According to some studies, the caffeine concentration in the first brew is between 65-75% and drops to 20-25% in the second brew.
To get a cup of your favorite tea but with less caffeine, make the first brew but don’t drink it. Then re-steep the tea and taste the second brew, which should be lower in caffeine.
Additionally, re-steeping a tea is a perfect way to discover new flavors in your tea using the same leaves. You can expect lower caffeine levels after the second or third infusion, but not full flavor.
Naturally Low-Caffeine Teas
It’s always better to opt for naturally low-caffeine teas rather than try reducing the caffeine content of certain teas at home.
Certain types of green tea, such as Hojicha and Kukicha, are low in caffeine. Additionally, you can always opt for herbal tea (tisane).

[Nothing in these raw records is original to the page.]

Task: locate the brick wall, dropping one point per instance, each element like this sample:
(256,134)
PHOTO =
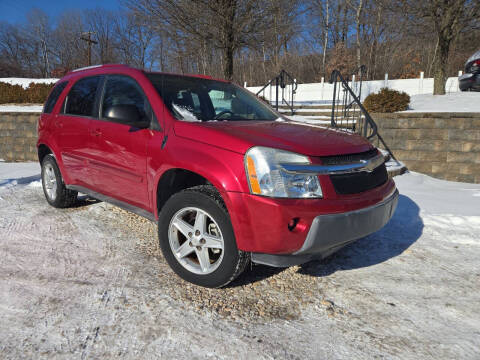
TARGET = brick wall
(443,145)
(18,136)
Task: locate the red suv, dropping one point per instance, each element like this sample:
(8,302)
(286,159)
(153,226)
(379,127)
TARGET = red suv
(228,179)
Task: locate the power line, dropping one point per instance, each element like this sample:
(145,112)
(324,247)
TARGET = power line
(87,36)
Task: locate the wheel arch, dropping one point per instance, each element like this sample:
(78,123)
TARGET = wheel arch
(176,179)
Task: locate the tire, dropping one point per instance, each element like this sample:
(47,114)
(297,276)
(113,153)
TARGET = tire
(184,246)
(53,186)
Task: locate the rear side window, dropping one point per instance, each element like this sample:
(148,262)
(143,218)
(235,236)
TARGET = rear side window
(53,97)
(123,90)
(81,98)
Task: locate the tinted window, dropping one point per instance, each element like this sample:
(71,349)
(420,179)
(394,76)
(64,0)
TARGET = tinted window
(81,98)
(197,99)
(123,90)
(53,97)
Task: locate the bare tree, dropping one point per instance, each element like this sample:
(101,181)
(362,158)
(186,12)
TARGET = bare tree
(228,25)
(40,34)
(447,18)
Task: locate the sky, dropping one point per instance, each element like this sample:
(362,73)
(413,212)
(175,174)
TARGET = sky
(15,11)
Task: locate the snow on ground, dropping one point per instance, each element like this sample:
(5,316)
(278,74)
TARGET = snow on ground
(18,173)
(35,108)
(453,102)
(24,82)
(86,283)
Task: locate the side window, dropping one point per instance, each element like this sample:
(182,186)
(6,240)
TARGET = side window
(53,97)
(81,98)
(123,90)
(221,100)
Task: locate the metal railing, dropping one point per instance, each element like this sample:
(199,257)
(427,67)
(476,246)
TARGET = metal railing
(348,113)
(284,86)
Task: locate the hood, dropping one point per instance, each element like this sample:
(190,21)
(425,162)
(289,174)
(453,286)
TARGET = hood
(306,139)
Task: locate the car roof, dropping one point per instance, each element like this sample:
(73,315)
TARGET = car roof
(107,68)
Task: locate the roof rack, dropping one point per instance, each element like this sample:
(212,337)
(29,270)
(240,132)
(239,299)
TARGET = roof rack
(98,66)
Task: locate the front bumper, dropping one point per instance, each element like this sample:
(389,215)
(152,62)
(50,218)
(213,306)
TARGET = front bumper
(328,233)
(472,82)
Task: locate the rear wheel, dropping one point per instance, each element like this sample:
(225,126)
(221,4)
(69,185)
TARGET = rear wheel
(54,188)
(197,239)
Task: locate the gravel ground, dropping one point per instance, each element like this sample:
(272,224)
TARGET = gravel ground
(90,282)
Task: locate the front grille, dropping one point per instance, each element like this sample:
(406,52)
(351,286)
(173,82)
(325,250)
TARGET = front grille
(348,159)
(355,183)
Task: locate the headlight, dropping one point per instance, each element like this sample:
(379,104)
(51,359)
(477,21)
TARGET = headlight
(266,177)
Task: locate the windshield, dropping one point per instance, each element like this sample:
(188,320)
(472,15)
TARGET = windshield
(197,99)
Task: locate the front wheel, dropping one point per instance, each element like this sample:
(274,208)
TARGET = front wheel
(197,239)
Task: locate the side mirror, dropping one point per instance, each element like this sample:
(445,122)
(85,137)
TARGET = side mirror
(128,115)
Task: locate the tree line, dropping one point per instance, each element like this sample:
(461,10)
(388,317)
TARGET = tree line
(252,40)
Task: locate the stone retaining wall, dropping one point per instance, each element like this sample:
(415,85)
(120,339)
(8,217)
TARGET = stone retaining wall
(18,136)
(443,145)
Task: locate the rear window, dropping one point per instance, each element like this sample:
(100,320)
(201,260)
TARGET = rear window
(81,98)
(53,97)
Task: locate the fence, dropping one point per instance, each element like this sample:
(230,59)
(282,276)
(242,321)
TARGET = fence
(322,92)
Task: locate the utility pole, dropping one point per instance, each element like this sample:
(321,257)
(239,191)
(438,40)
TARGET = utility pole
(87,36)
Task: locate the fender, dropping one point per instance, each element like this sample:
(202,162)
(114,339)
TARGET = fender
(222,168)
(52,145)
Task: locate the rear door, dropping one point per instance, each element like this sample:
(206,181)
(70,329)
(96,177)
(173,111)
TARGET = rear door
(73,129)
(119,150)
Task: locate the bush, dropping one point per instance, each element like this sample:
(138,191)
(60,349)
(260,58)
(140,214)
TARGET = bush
(387,101)
(16,94)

Except for yerba mate tea and herbal tea blends that are chemically caffeinated, most herbal teas (tisanes) are caffeine-free.
More on this subject can be found in my article about Low-Caffeine Japanese Green Tea Types.
You can try reducing the caffeine content of your loose-leaf tea at home, but it can only be reduced by a few percent.
To do this, use a lower water temperature, a shorter steeping time, less tea leaves than suggested, or prepare a second or third infusion from the same tea leaves, which are nearly always lower in caffeine than the initial brew.
All of these methods will only lower the caffeine in tea leaves by a small percentage; you cannot remove caffeine from tea leaves at home.
Removing the caffeine or making decaffeinated tea is done industrially by using chemical agents.
Finally, it’s always better to opt for low-caffeine teas or caffeine-free herbal teas rather than trying to lower the caffeine level of your preferred tea.